What is HCPCS Code H0036?

HCPCS Code H0036 is a HCPCS Level II code that describes community psychiatric supportive treatment (CPST), face-to-face, per 15 minutes. It is used by behavioral health providers to bill Medicaid for community-based mental health support services delivered to individuals with serious mental illness, billed in 15-minute increments for each face-to-face contact.

Is H0036 covered by Medicare?

No, H0036 is not payable by Medicare in most cases. The code is classified as non-covered on the Medicare fee schedule. For dual-eligible patients, H0036 is billed to Medicaid only, not submitted to Medicare as primary. Coverage is provided through state Medicaid programs, each of which sets its own reimbursement rates and requirements.

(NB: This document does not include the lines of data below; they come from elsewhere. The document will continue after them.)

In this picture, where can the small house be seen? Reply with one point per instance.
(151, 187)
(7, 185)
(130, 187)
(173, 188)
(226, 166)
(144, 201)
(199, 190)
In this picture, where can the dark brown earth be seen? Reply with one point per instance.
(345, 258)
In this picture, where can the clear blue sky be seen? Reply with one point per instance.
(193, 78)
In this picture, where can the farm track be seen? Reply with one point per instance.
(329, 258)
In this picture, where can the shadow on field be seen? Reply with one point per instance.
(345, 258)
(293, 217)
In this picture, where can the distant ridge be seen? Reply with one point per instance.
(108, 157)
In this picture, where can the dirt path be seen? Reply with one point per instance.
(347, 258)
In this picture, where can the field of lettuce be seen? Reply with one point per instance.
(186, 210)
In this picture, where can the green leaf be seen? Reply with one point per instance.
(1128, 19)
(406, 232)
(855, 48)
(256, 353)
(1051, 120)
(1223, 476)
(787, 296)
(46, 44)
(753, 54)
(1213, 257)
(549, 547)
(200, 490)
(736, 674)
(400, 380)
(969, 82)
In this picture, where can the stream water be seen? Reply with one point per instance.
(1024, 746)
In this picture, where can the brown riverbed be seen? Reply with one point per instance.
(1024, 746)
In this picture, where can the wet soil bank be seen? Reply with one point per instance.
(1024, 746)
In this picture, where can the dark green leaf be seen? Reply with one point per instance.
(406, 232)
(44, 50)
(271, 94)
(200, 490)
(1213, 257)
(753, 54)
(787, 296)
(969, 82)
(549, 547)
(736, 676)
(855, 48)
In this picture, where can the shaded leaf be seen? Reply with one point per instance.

How many units can be billed for H0036 per day?

The maximum number of H0036 units per day is set by each state Medicaid program, typically ranging from 8 to 16 units (2 to 4 hours of face-to-face contact). Only the face-to-face service time counts toward units; travel time and documentation time are excluded. Always confirm your state’s specific daily unit limit in the Medicaid behavioral health fee schedule.

What is the difference between H0036 and H0037?

H0036 is billed per 15-minute unit of face-to-face CPST contact, while H0037 is a per diem code for CPST programs, billing one unit per day regardless of the total service duration. The choice between them depends on how your state Medicaid program has structured CPST billing, not on clinical preference. Some states require one or the other exclusively; check your state Medicaid billing manual before selecting between these two codes.

What modifiers are used with HCPCS Code H0036?

Common modifiers for H0036 include GT (telehealth, where permitted by the state Medicaid plan), HN (bachelor’s-level provider), and HO (master’s-level provider) in states that stratify reimbursement by credential. State-assigned modifiers (U1-U9, UA-UD) may also be required. Modifier requirements are state-specific; confirm required modifiers in your state Medicaid behavioral health provider handbook before submitting H0036 claims.

What documentation is required to bill H0036?

Each H0036 session requires a note documenting the date of service, exact start and end times, place of service, ICD-10 diagnosis code, summary of interventions and client response, progress toward treatment plan goals, and provider signature with credentials. A current, signed treatment plan must also be on file as a precondition for billing; sessions delivered without an active treatment plan are not billable under H0036.

Is H0036 a CPT code or a HCPCS code?

H0036 is a HCPCS Level II code maintained by CMS, not a CPT code. It is commonly searched as the H0036 CPT code, but Current Procedural Terminology codes are five-digit numeric codes maintained by the American Medical Association. HCPCS Level II codes like H0036 begin with a letter and cover services, such as community psychiatric supportive treatment, that CPT does not describe.

Can H0036 be billed for substance use services?

In most states, H0036 bills community psychiatric supportive treatment for serious mental illness. Some states extend it to community-based substance use programs using a state modifier. Louisiana Medicaid, for example, pairs H0036 with the HF modifier for substance use services. Confirm your state’s approved use before billing H0036 for substance use treatment.